Indeed, far too much time and effort is spent on branding and corporate spin and far too little on reputation management. The development of a positive corporate reputation requires far more than active investor relations. Shareholders are but one vital stakeholder, along with employees, communities, customers, suppliers, regulators and media that are important elements to the creation of a positive corporate reputation.
Accidents, or rogue employee behaviour may morph into crises and damage corporate reputation, but are explicable, are often manageable and do not necessarily reflect a bad corporate ethos. Indeed, how the corporate responds to such crises is the clearest indicator of its institutional ethics. Transparent and accountable corporate leadership in response to an issue or crisis can not only recover corporate reputation, but enhance it.
Collusive corporate behaviour is of an entirely different order however. By definition, collusive behaviour is wilful and sets out to secure financial benefit at the expense of other stakeholders. These can be other competitors, or even the government, but most often, it is customers who are cheated by collusive behaviour.

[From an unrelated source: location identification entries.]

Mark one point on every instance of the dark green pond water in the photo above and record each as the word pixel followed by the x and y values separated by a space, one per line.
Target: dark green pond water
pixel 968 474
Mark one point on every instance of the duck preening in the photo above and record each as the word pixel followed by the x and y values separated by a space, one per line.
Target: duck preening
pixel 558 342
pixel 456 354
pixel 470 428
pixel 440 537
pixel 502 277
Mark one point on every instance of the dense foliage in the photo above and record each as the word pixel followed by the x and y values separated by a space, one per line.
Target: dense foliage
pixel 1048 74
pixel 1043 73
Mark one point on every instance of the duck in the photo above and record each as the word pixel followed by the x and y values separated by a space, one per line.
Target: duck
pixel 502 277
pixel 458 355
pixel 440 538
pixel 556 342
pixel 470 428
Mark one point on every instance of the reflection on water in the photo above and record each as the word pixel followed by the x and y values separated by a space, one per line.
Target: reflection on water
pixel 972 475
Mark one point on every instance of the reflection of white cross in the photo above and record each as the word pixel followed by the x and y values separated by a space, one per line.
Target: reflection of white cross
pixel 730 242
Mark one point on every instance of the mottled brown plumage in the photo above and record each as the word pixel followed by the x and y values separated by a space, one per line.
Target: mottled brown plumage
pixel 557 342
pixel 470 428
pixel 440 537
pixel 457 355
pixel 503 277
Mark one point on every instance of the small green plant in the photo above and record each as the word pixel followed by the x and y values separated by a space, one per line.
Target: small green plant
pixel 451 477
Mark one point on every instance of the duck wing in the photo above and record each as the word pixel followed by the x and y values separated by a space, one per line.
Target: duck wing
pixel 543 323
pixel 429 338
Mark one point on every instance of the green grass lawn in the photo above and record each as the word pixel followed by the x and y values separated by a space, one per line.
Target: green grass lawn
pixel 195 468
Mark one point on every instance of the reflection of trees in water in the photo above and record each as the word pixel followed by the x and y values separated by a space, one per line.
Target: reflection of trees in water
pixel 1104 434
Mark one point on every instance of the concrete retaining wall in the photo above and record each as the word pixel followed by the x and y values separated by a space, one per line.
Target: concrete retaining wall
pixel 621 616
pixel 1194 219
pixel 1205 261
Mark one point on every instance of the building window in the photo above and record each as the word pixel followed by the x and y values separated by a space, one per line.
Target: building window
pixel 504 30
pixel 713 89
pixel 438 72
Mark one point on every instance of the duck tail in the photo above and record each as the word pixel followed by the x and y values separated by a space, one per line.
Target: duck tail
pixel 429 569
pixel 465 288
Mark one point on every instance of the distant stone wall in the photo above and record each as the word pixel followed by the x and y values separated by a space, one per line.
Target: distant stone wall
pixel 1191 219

The shadow of alleged collusive behaviour among some of South Africa’s largest and most iconic insurance companies not only impacts local stakeholders and investors, but will factor into ratings agencies and could not have come at a worse time for a country scrambling desperately to escape being “grey-listed” by the Financial Action Task Force.
While the issues under investigation by the Competition Commission focus mostly on alleged collusion among life offices, a number of these corporates are directly or indirectly linked to banking institutions whose brokers promote and derive revenues from the sale of their products.
South African banks themselves were the focus of a Competition Commission inquiry into collusive foreign exchange practices resulting in fines being issued to many of the major banks in 2017.
Corporate reputation applies equally to non-private sector entities, however. Indeed, the conduct of entire sectors, most especially the financial services sector, hinges to some degree on the corporate reputation of regulators themselves.
The Nupen and Zondo Commissions of Inquiry have borne witness to how easily the world-class corporate reputation of the South African Revenue Service was hobbled through the collusive behaviour of corrupt individuals, facilitated by the complicit behaviour of local and global corporates.
Much hangs on the conduct, findings and outcome of the Competition Commission investigation into the eight large insurance companies. Indeed, our country’s corporate reputation may depend on it.
Ian Kilbride is the chairman and CEO Spirit Invest.